The House of Lurking Death: An Agatha Christie Short Story
‘No,’ admitted the girl. ‘I hate the fuss and the publicity that would ensue – and you see, I know our local Inspector. I can never imagine him finding out anything! I have often seen your advertisements, and I told Dr Burton that it would be much better to call in a private detective.’
‘You say a great deal about discretion in your advertisement. I take that to mean – that – that – well, that you would not make anything public without my consent?’
Tommy looked at her curiously, but it was Tuppence who spoke.

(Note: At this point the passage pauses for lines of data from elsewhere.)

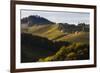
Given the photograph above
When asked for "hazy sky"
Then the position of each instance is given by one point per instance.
(59, 17)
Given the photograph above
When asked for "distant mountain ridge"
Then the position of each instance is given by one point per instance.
(35, 19)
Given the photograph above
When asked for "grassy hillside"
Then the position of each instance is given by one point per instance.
(51, 44)
(50, 31)
(76, 37)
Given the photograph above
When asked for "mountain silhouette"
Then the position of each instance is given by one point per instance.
(35, 20)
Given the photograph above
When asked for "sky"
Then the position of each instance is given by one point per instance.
(59, 16)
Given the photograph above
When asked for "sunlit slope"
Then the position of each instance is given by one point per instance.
(76, 37)
(50, 31)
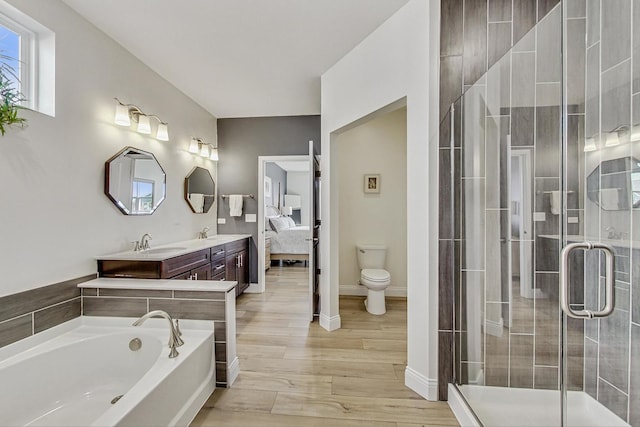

‘I think,’ she said quietly, ‘that it would be as well if Miss Hargreaves told us everything.’
She laid especial stress upon the last word, and Lois Hargreaves flushed nervously.
‘Yes,’ said Tommy quickly, ‘Miss Robinson is right. You must tell us everything.’
‘You will not –’ she hesitated.
‘Everything you say is understood to be strictly in confidence.’
‘Thank you. I know that I ought to have been quite frank with you. I have a reason for not going to the police. Mr Blunt, that box of chocolates was sent by someone in our house!’
‘How do you know that, mademoiselle?’
‘It’s very simple. I’ve got a habit of drawing a little silly thing – three fish intertwined – whenever I have a pencil in my hand. A parcel of silk stockings arrived from a certain shop in London not long ago. We were at the breakfast table. I’d just been marking something in the newspaper, and without thinking, I began to draw my silly little fish on the label of the parcel before cutting the string and opening it. I thought no more about the matter, but when I was examining the piece of brown paper in which the chocolates had been sent, I caught sight of the corner of the original label – most of which had been torn off. My silly little drawing was on it.’
Tommy drew his chair forward.
‘That is very serious. It creates, as you say, a very strong presumption that the sender of the chocolates is a member of your household. But you will forgive me if I say that I still do not see why that fact should render you indisposed to call in the police?’